Вскоре на сковородке уже потрескивали припасённые с зимы солёные свиные ошурки, а потом послышалось шипение вылитой на горячую поверхность смеси молока и яиц.
К столу найдёна прошла своими ногами более-менее твёрдой походкой, поела, выпила ещё полкружки парного молока, повернулась к окну и стала смотреть на незнакомую улицу.
Анемподист думал, что делать. Перво-наперво надо рассказать председателю, решил он наконец, потому что начинать с чего-то всё равно было надо.
– Ты тут посиди в доме, на улице пока не показывайся. Слаба ишо, не ровён час расшибёсси. Да и видок, честно сказать… Отлежаться тебе надо с недельку, в себя прийти. А я пока по делам схожу.
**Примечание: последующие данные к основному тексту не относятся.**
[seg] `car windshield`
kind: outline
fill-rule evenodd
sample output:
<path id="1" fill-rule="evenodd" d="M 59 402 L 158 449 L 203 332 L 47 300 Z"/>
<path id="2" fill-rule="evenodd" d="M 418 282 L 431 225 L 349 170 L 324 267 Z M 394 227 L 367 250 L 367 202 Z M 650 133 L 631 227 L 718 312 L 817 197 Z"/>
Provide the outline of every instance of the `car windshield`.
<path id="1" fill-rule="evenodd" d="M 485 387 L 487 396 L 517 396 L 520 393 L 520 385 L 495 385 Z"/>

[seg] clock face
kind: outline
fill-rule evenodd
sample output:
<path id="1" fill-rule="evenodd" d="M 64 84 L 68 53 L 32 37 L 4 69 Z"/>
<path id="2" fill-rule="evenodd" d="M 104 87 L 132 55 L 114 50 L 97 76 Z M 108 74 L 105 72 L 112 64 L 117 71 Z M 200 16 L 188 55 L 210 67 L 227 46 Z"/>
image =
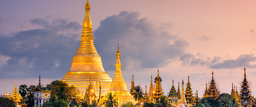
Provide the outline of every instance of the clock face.
<path id="1" fill-rule="evenodd" d="M 41 93 L 35 93 L 34 96 L 35 97 L 41 97 Z"/>

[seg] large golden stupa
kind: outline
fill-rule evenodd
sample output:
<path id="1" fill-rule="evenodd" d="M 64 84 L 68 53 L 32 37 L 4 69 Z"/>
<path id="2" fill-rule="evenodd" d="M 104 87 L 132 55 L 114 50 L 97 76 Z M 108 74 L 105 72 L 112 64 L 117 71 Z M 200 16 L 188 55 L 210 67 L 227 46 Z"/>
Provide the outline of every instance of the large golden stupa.
<path id="1" fill-rule="evenodd" d="M 70 69 L 62 80 L 74 85 L 79 89 L 81 95 L 83 96 L 91 78 L 91 84 L 94 86 L 95 94 L 98 96 L 100 93 L 100 82 L 101 93 L 105 95 L 109 89 L 112 80 L 104 70 L 100 57 L 94 46 L 91 21 L 89 14 L 90 6 L 88 0 L 84 8 L 86 13 L 83 22 L 81 43 L 73 58 Z"/>
<path id="2" fill-rule="evenodd" d="M 119 46 L 117 52 L 117 63 L 116 65 L 116 73 L 113 80 L 110 85 L 110 88 L 108 92 L 112 93 L 112 95 L 116 95 L 114 99 L 118 99 L 120 106 L 121 106 L 124 101 L 131 102 L 134 104 L 136 104 L 133 99 L 133 96 L 127 89 L 126 83 L 124 80 L 122 76 L 120 62 L 120 52 L 119 52 Z M 103 97 L 103 101 L 107 100 L 106 97 Z"/>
Анемподист собрался, было, домой к председателю, но едва вышел на дорогу, как увидел Ивана Михайловича. Председатель был молодой, из своих, деревенских, но пороху понюхать успел. Призвали его в семнадцать за полгода до окончания войны, но и за эти шесть месяцев сумел отличиться: единственный из кьяндских получил медаль «За взятие Берлина». Из Германии в эшелоне прокатил через всю страну, чтобы нагнать шороху япошкам, потом проехал обратно наводить порядок на западных территориях, где вовсю безобразничали бандеровцы. В армии вступил в партию, и когда демобилизовался, в райкоме решили, что лучшей кандидатуры на председательское место им будет не найти. А выборы, в те поры известно, как проходили.
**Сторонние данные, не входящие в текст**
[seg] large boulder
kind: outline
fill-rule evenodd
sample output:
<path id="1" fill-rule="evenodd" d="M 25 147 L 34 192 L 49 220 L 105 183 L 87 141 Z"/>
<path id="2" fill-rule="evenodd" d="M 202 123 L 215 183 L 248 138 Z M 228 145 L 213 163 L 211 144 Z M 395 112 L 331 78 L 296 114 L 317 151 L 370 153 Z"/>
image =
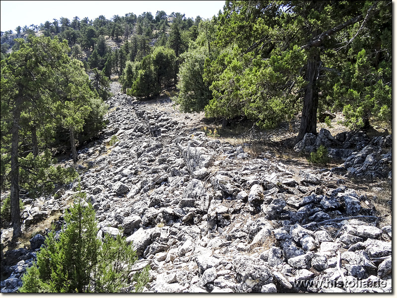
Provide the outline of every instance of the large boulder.
<path id="1" fill-rule="evenodd" d="M 250 289 L 253 292 L 261 293 L 264 286 L 274 283 L 271 271 L 262 260 L 236 254 L 233 256 L 233 263 L 236 278 L 240 283 L 241 290 L 243 292 Z"/>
Так и сделался Ванька большим начальником, а потому звать-величать его стали уважительно Иваном Михайловичем.
Он, правда, не заносился, как был простым до войны, так со всеми на равных и остался, но к работе своей относился серьёзно. Отца Лешего – Кенсорина – он хорошо знал, уважал за солидность, за то, что не боялся тяжёлой работы, что с ним, Ванькой, не раз по душам говаривал, чуя его рассудительность и крестьянскую сметку. И в своей должности Иван Михайлович постоянно спрашивал себя, а как бы поступил в таком случае дядя Кенсорин.
Иван Михайлович сел на недавно заменённый чуть не в два обхвата толщиной столб отвода, достал кисет, стал не из куска газеты, а специально нарезанной для этого бумаги, пачку которой купил в районе, сворачивать самокрутку. Нутром чуя, что разговор предстоит деловой, спросил вполне официально:
– Ну, что там у тебя, Анемподист Кенсоринович?
Аник ещё утром решил, что расскажет председателю всё без утайки, чтобы вместе подумать, как быть в такой непростой ситуации. Единственно, о чём он решил умолчать, так это о ночном визитёре, который являлся в лесную избушку то ли наяву, то ли во сне.
Выложил всё как есть, что нашёл в избушке изголодавшую бродяжку, отпоил её, принёс домой, отмыл в бане, теперь она у него в избе набирается сил. Что за четверо суток не проронила она ни единого слова, хотя не глухонемая. Немтыри, те ведь не слышат, а эта всё понимает, только не говорит. Ни имени своего, ни откуда родом.
– Да, братец ты мой, загадал ты загадку. – Иван Михайлович сделал затяжку, долго держал дым внутри и только потом стал медленной струйкой выдыхать его через широко раскрытые ноздри. – Повезло тебе, ничего не скажешь… Хорошо, что времена сейчас не те… Раньше бы канители не убраться… Ешшо бы и в шпионаже её могли обвинить, а тебя в пособничестве. И не смотри, што тут шпионить нечево. А вот как в наши края недоступные попала? Ить на парашюте только и могла спрыгнуть. Ладно, я на той неделе в район поеду, переговорю в органах. Мужик там теперича вроде нормальный, из фронтовиков, обсудим. Может, её где родные обыскались уже, дак и голову ломать не надо. А нет, дак будем документы выправлять. А пока надо што-то придумать. И ты это, на деревне-то пока не говори никому.